O resultado desse projeto foi a série “Marcados”, um de seus trabalhos mais emblemáticos. Nas fotografias, vemos os indígenas segurando placas numeradas, daí o nome da série.

Outro projeto importante é “Sonhos Yanomami”, em que registrou esse povo durante a realização de rituais. Nas imagens, a artista fez sobreposições que dão ares oníricos e espirituais às obras. Como ela já disse em entrevistas, é uma visão “mais interna dos pensamentos deles”.

Essa série compõe outra mostra sobre a artista, em cartaz na Pinacoteca do Ceará, em Fortaleza. “Claudia Andujar: Minha Vida em Dois Mundos” traz 200 obras que evidenciam a versatilidade de estilos e temáticas de seu trabalho.

A mostra apresenta, por exemplo, fotografias de caráter mais etnográfico, a exemplo do projeto “Famílias Brasileiras”. Para esse ensaio, ela morou com diferentes núcleos familiares em São Paulo, Minas e Bahia para capturar suas rotinas. Já em “Trem Baiano”, registrou migrantes enviados de volta para suas terras natais pelo Departamento de Imigração e Colonização de São Paulo.

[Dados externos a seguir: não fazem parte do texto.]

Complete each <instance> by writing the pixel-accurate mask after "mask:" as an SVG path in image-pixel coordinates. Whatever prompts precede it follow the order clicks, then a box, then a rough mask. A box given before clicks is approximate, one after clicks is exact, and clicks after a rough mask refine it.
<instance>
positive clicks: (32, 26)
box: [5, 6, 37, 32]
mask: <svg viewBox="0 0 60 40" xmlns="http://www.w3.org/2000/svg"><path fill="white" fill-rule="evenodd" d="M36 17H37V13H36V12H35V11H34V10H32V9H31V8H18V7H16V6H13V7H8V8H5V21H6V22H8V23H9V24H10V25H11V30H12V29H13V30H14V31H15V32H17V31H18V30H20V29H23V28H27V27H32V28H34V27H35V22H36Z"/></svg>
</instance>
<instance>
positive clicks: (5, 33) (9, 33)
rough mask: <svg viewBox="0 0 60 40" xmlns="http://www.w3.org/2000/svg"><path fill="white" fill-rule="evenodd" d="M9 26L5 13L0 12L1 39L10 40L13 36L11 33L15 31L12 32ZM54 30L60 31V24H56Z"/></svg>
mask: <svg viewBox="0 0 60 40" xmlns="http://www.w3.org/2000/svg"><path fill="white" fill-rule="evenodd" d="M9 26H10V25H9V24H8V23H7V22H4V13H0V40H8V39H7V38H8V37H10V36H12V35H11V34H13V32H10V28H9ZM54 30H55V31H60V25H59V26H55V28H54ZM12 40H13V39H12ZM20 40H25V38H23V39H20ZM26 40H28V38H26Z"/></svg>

Curador da mostra, Eduardo Brandão diz que a fotografia de Andujar era voltada ao ativismo e para a valorização do ser humano. Essa atuação, inclusive, incomodou o regime militar, motivo pelo qual ela foi enquadrada na lei de segurança nacional e expulsa do território yanomami.

“Quando acabou o regime militar, o extrativismo e o esquecimento daquela cultura continuaram. Ela deixa muito claro que essa violência não aconteceu só no contexto da ditadura.”

Já na série “A Sônia”, a artista aposta numa linguagem mais experimental para retratar as formas do corpo feminino. “O interessante para mim foi mostrar a complexidade do trabalho dela”, diz Brandão. “Queria evidenciar não só o lado ativista, mas o trabalho de uma fotógrafa experimental. A Claudia é uma criadora de linguagens.”

FLORA

Quando Ter. a sex., das 11 às 18h. Sáb, das 11 às 15h. Até 12 abril.

Onde Casa Seva – Al. Lorena, 1257, Vila Modernista, Casa 1

Preço Gratuito

Classificação Livre

CLAUDIA ANDUJAR: MINHA VIDA EM DOIS MUNDOS

Quando Qua. a sex., das 10h às 18h. Sáb, das 12h às 20h. Dom, das 10h às 17h.